Friday, June 7, 2024

Aku, Kamu, dan Stasiun Pemberhentian Terakhir




Wajah Jakarta yang seolah dipenuhi oleh orang-orang yang nampak tergesa dapat dilihat di stasiun dan gerbong-gerbong keretanya. Ada wajah yang nampak lelah, wajah yang menunjukkan di kepalanya dipenuhi banyak kerumitan hidup, wajah cemas akankah ia bisa mengejar waktu agar dapat tiba tepat waktu, dan juga wajah penuh rindu.

Untuk yang terakhir, kupastikan itu wajahku. Momen di stasiun sepulang kerja adalah momen yang paling kutunggu. Iya, karena ada kamu di sana. Sejak pertama kali kita bertemu, kamu selalu berangkat dengan jdawal krl dan berdiri menunggu kereta datang. Perkenalan yang canggung saat itu. Tapi semua memang berawal dalam kecanggungan bukan? 

Dimulai dari pinjam powerbank, ngobrol, bertukar nomor, hingga bertukar playlist Spotify. Anehnya, di setiap hari kita bertemu, topik pembicaraan apapun akan menjadi menarik. Hingga, aku merasa riuhnya stasiun saat itu tak terdengar. Serasa hanya ada kita berdua saat itu. Waktu perjalanan ke stasiun terakhir tujuan kita turun merupakan waktu paling indah paling tidak bagiku.

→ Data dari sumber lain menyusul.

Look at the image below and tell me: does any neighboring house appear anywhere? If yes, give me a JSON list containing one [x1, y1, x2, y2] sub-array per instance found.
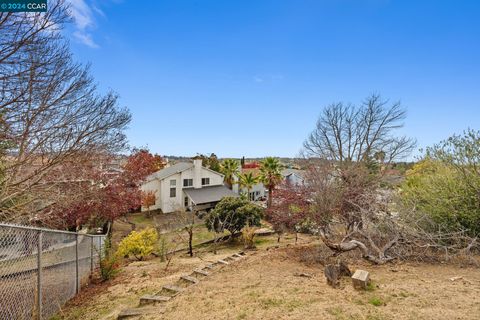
[[282, 168, 305, 186], [232, 163, 305, 201], [141, 159, 237, 213], [232, 168, 267, 201]]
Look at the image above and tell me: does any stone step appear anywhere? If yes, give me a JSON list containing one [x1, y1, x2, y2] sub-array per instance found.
[[117, 307, 159, 320], [140, 294, 172, 305], [180, 276, 198, 284], [162, 284, 183, 296], [193, 269, 208, 277]]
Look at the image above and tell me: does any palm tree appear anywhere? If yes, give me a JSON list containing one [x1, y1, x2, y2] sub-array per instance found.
[[260, 157, 282, 208], [220, 159, 238, 189], [238, 172, 258, 200]]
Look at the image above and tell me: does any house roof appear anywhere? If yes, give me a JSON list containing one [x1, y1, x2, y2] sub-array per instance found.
[[146, 162, 193, 181], [282, 168, 305, 178], [183, 185, 238, 205]]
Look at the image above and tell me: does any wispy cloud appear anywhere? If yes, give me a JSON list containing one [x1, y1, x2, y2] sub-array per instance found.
[[67, 0, 100, 48], [253, 74, 285, 83]]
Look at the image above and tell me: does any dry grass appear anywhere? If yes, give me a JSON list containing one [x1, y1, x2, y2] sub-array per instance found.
[[55, 236, 480, 320]]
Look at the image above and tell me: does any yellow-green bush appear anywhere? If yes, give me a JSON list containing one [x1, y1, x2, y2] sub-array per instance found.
[[117, 228, 158, 260]]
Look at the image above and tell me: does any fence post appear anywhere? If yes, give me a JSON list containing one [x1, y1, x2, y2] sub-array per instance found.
[[90, 236, 95, 276], [75, 233, 80, 294], [37, 231, 43, 320]]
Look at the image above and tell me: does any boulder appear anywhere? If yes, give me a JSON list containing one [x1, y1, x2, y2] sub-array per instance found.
[[352, 270, 370, 290]]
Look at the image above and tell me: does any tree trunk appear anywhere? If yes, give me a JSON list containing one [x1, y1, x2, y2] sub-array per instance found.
[[188, 229, 193, 257], [267, 188, 273, 208]]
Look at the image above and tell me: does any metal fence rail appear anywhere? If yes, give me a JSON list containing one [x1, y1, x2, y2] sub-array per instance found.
[[0, 224, 105, 320]]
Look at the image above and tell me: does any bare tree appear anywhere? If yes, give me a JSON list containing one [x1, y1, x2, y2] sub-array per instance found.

Sehari, seminggu, hingga berbulan bulan kemudian. Senin hingga jumat kita akan bertemu di stasiun. Sabtu dan Minggu kamu menjemputku di rumah untuk lari di GBK atau hanya menghabiskan waktu di cafe. Dan betul, Radit, laki-laki yang kutemui di stasiun kala itu, berhasil membuatku jatuh hati padanya. Yang membahagiakan, perasaanku tak bertepuk sebelah tangan.

Aku dibawanya bertemu keluarga besarnya, begitupun Radit keperkenalkan ke keluargaku. Restu pun dengan mudahnya kami genggam. Meskipun aku merasa too good to be true, tapi aku sangat bersyukur hubungan kami nampak dipermudah. Tapi sungguh aku risau, karena aku merasa hubungan kami seakan begitu lancar tanpa aral.

Ketakutanku seakan terjawab dua minggu sebelum hari pernikahan kami. Radit kecelakaan saat mengendari motor gedenya. Saat mendengar kabar itu dari Bundanya Radit, aku mematung cukup lama. Aku masih mencerna semua informasi yang aku terima baru saja. Sebelum akhirnya aku bergegas menuju RS Siloam. Papa Mama turut menemaniku, karena menurut mereka aku terlalu labil kalau ke sana sendirian. Dan betul saja, sepanjang jalan aku hanya dapat menangis di pelukan mama.

Menunggu Radit ditangani di kamar operasi sepertinya waktu berjalan sangat lambat. Setelah kurang lebih satu jam, dokter nampak keluar dari ruang operasi menemui orang tua Radit. Samar kudengar dokter telah melakukan segala upaya terbaik, tapi... Tiba tiba pandanganku gelap saat mendengar penjelasan dokter. 

---
Aku kembali ke stasiun tempat kami bertemu. Kali ini aku sendiri. Hanya berdiam mematung. Di antara lalu lalang orang. Dan air mataku terus mengalir setiap aku melangkahkan kaki ke stasiun ini. Aku merasa kosong. 
--- 
Breaking News
Seorang wanita berusia sekitar 25 tahun berusaha melakukan bunuh diri dengan loncat ke jalur kereta. Tubuh wanita muda itu terseret beberapa meter. Nyawanya tidak dapat terselamatkan. Jenazahnya dibawa ke rumah sakit Siloam.